IV

Or, Jean a vieilli, Jean est vieux. Il est assis sur son banc de pierre, à côté de son puits, à côté de son four de potier, sous l’ombre en dentelle de son olivier, devant son enclos vide dont tout le terrain est de bonne argile, mais ne produit plus ni fraises ni roses.

Jean disait autrefois : « Il y a trois choses : les roses, les fraises, les lèvres. » Toutes les trois l’ont délaissé. Les lèvres des jeunes filles et même celles des enfants sont pour lui devenues moqueuses :

— Eh ! père Jean ! tu vis donc comme les cigales ? jamais on ne te voit manger, père Jean ?… Le père Jean vit d’eau fraîche !… Qui devient vieux devient enfant ! Qu’y mettras-tu, dans ton beau vase, si jamais tu le fabriques, vieux fou ? il ne gardera pas même une goutte de l’eau de ton puits ! Va-t’en peindre des cages, vieille bête, et fabriquer des gargoulettes ! Les gargoulettes retiennent l’eau comme une cage retient le vent !

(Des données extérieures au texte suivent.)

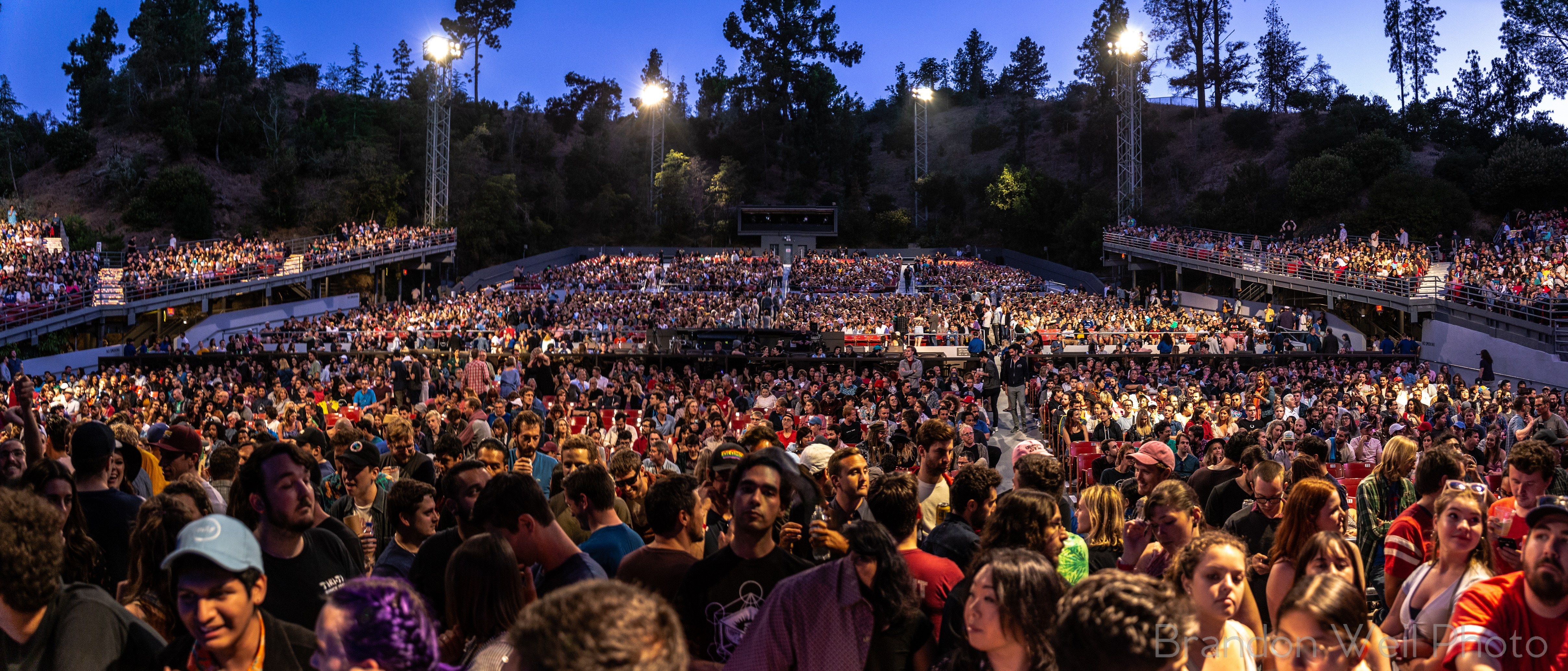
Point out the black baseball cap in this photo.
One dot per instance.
(361, 454)
(93, 441)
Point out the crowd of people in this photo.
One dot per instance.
(485, 513)
(1366, 262)
(37, 280)
(161, 270)
(1522, 272)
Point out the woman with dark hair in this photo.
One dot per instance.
(1313, 507)
(146, 589)
(1009, 614)
(375, 620)
(902, 639)
(1025, 520)
(85, 560)
(1324, 623)
(1213, 573)
(485, 593)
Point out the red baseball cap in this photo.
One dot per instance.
(1156, 452)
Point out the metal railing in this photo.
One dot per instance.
(1275, 264)
(13, 316)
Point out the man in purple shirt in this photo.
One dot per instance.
(843, 614)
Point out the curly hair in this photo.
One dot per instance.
(601, 625)
(1026, 585)
(1186, 560)
(82, 553)
(1020, 521)
(386, 621)
(32, 551)
(1122, 621)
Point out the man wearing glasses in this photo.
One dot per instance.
(1409, 540)
(1520, 620)
(1257, 523)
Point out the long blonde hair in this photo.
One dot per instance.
(1399, 450)
(1106, 509)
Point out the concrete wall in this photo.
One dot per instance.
(1457, 345)
(79, 361)
(226, 324)
(1205, 302)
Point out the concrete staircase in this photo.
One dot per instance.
(110, 289)
(1435, 281)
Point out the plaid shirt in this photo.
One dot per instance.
(477, 377)
(1374, 515)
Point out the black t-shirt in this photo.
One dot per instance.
(429, 573)
(1225, 501)
(722, 593)
(297, 585)
(1205, 480)
(84, 629)
(1257, 531)
(573, 571)
(110, 515)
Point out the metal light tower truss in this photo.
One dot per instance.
(1130, 125)
(923, 151)
(654, 96)
(438, 137)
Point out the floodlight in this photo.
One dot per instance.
(440, 49)
(653, 95)
(1130, 43)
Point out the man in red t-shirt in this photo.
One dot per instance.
(1531, 468)
(893, 501)
(1409, 542)
(1520, 620)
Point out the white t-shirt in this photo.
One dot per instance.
(934, 504)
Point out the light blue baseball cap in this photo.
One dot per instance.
(220, 540)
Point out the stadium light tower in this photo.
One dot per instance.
(653, 106)
(923, 150)
(1130, 121)
(438, 140)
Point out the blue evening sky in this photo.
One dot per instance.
(601, 38)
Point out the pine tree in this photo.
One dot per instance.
(1097, 65)
(355, 74)
(1421, 48)
(90, 68)
(1280, 60)
(1028, 73)
(402, 70)
(272, 57)
(377, 87)
(973, 66)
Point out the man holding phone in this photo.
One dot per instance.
(1531, 469)
(526, 430)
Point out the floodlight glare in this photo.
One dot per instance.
(440, 49)
(653, 95)
(1130, 43)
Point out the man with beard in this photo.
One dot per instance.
(302, 562)
(460, 488)
(722, 593)
(1520, 620)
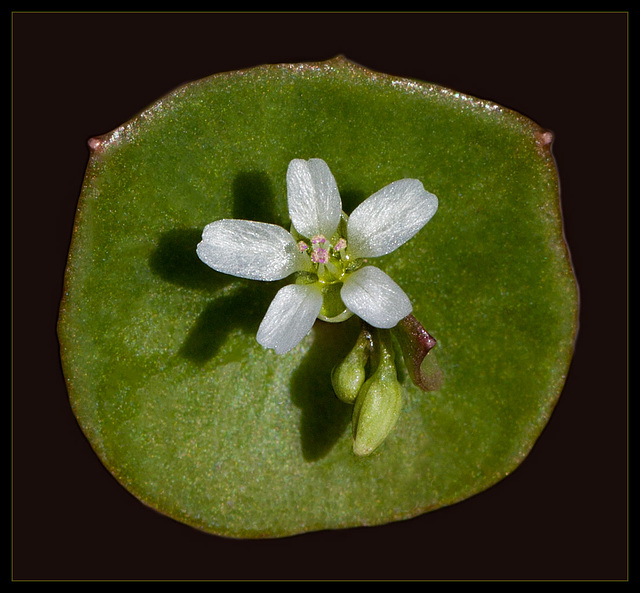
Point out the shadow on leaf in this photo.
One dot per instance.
(175, 260)
(241, 309)
(324, 417)
(254, 199)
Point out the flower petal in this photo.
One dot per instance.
(314, 201)
(247, 249)
(389, 218)
(374, 297)
(290, 317)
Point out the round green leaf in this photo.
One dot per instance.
(164, 372)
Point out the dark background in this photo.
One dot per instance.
(561, 515)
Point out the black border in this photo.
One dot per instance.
(561, 515)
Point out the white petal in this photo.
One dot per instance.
(255, 250)
(313, 198)
(389, 218)
(290, 317)
(374, 297)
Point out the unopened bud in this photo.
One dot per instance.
(348, 376)
(379, 403)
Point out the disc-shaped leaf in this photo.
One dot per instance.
(165, 375)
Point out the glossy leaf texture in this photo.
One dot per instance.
(164, 372)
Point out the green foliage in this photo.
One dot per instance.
(164, 373)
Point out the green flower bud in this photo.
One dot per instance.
(379, 402)
(348, 376)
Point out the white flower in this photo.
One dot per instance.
(325, 250)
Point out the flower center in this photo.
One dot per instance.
(329, 260)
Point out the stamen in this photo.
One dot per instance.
(320, 256)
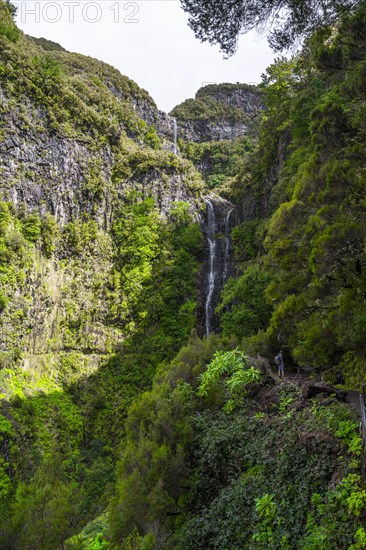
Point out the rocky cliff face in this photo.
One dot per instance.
(76, 140)
(218, 112)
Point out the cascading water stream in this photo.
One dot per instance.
(212, 261)
(225, 270)
(175, 134)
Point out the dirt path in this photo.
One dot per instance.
(353, 396)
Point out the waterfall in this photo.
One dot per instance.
(225, 270)
(175, 134)
(212, 261)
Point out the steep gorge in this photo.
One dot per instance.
(134, 411)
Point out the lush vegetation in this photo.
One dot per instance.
(119, 427)
(200, 468)
(308, 184)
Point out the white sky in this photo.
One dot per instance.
(147, 40)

Jean secoue la tête en silence et, à toutes ces railleries, il répond par un bon sourire… Il respecte les bêtes et partage avec des pauvres son pain sec. C’est vrai, qu’il ne mange plus guère, mais il n’en souffre nullement. Il est tout amaigri, mais sa chair n’en est que plus saine. Sous l’arcade de ses sourcils son œil veille, attentif au monde, avec des clartés de source où se mire le jour.